Permutation testing¶

  • When $m_c$ is small all possible group assignments can be considered.
  • Let $\kappa_i$ denote the $i^{th}$ combination and $\bar \theta(X)$ be the statistic of interest.
  • Then, the permutation p-value for a two-sided test is:
$$ p = \frac{1}{m_c} \sum_{i=1}^{m_c} 1[~|\bar \theta(X)|~ \le ~|\bar\theta(\kappa_i(X))|~]. $$

Permutation testing¶

  • More commonly, when $m_c$ is large we approximate the previous sum using a large but tractable number of random permutations.
  • If we sample $N$ permutations $\{\tilde \pi_i(X)]\}_{i=1}^N$ we can form a Monte Carlo approximation:
$$ \hat p = \frac{1}{N} \sum_{i=1}^N 1[~|\bar \theta(X)|~ \le ~|\bar\theta(\tilde\pi_i(X))|~]. $$

Permutation testing¶

  • The estimate, $\hat p$, follows a Binomial distribution.
  • Use to estimate the Monte Carlo error in our estimate.
  • Particularly important if our estimate is near a decision boundary, e.g. $\alpha = 0.05$.
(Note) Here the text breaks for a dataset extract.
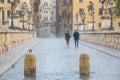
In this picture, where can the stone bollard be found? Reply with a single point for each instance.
(30, 64)
(84, 65)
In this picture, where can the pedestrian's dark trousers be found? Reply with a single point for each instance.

Permutation testing p-value¶

  • Because the identity permutation $\pi(X) = X$, has $|\bar \theta(X)| \le |\bar\theta(\pi(X))|$ it is conventional to add one to both the numerator and denominator of the p-value estimate:
$$ \hat p = \frac{1}{N+1} \left(1 + \sum_{i=1}^N 1[~|\bar \theta(X)|~ \le ~|\bar\theta(\tilde\pi_i(X))|~]\right). $$

ToothGrowth Example¶

  • Let $\mu_S(d)$ be the population mean length for supplement $S$ at dose $d$.
  • Let's test the following hypotheses for each dose at level $0.05 / 3$:
$$ H_0: \frac{\mu_{OJ}(d)}{\mu_{VC}(d)} = 1,~ H_1: \frac{\mu_{OJ}(d)}{\mu_{VC}(d)} \ne 1 $$
In [ ]:
def perm_rom(a, b, n_perm=1000, alternative='two-sided', rng=None):
    """
    Compute a permutation test p-value for the null that $\mu_a / \mu_b = 1$.

    Parameters
    ----------
    a, b - ndarray or convertible to such using np.asarray().
      Sequences of observations from two independent groups.
    n_perm - integer,
      The number of permutations to use in the approximation. 
  
    Returns
    -------
    A float between 0 and 1 estimating the p-value. 
    """
    assert alternative in ['two-sided', 'greater', 'less']
    if rng is None:
        rng = np.random.default_rng()
    elif isinstance(rng, int):
        rng = np.random.default_rng(rng)
    # convert of ndarray if needed
    a, b = np.asarray(a), np.asarray(b)
    # the observed ratio
    obs = np.mean(a) / np.mean(b)
    # length
    n_a = len(a)
    # concatenate 
    ab = np.array([a, b]).reshape((n_a + len(b), ))
    # permutations
    two = 0
    for i in range(n_perm): 
        rng.shuffle(ab)
        mean_a, mean_b = np.mean(ab[0:n_a]), np.mean(ab[n_a:])
        if max(mean_a, mean_b) / min(mean_a, mean_b) >= obs:
            two += 1
    # construct p-value
    p = (1 + two) / (n_perm + 1)
    return(p)

assert 0 < perm_rom([2] * 7 + [1.9] * 3, [1.9] * 6 + [2] * 4, rng=None) < 1
assert 0 < perm_rom([2] * 7 + [1.9] * 3, [1.9] * 6 + [2] * 4, rng=42) < 1

ToothGrowth Example¶

  • We can apply the function to each dose.
In [ ]:
erb['Permutation p-value'] = (tg_data
     .groupby(['dose'])
     .apply(lambda gdf: perm_rom(
         gdf.query('supp == "OJ"')['len'].values, 
         gdf.query('supp == "VC"')['len'].values,
         n_perm=1000,
         rng=rng),
           )
 ).transform(lambda x: np.round(x, 3))

erb.iloc[:, 3:8]

Takeaways - Bootstrap¶

  • The bootstrap is a widely used method for constructing confidence interval estimates by resampling data with replacement.
  • The percentile method uses sample quantiles from the bootstrap distribution to estimate confidence bounds.
  • More generally, the bootstrap can be used to estimate quantities related to an estimator's sampling distribution.
  • The bootstrap estimates the sampling distribution.

Takeaways - Permutation tests¶

  • Permutation tests estimate a null distribution.
  • Carry out a permutation test by (e.g.) permuting group labels to construct ane estimate of the null distribution for a test-statistic.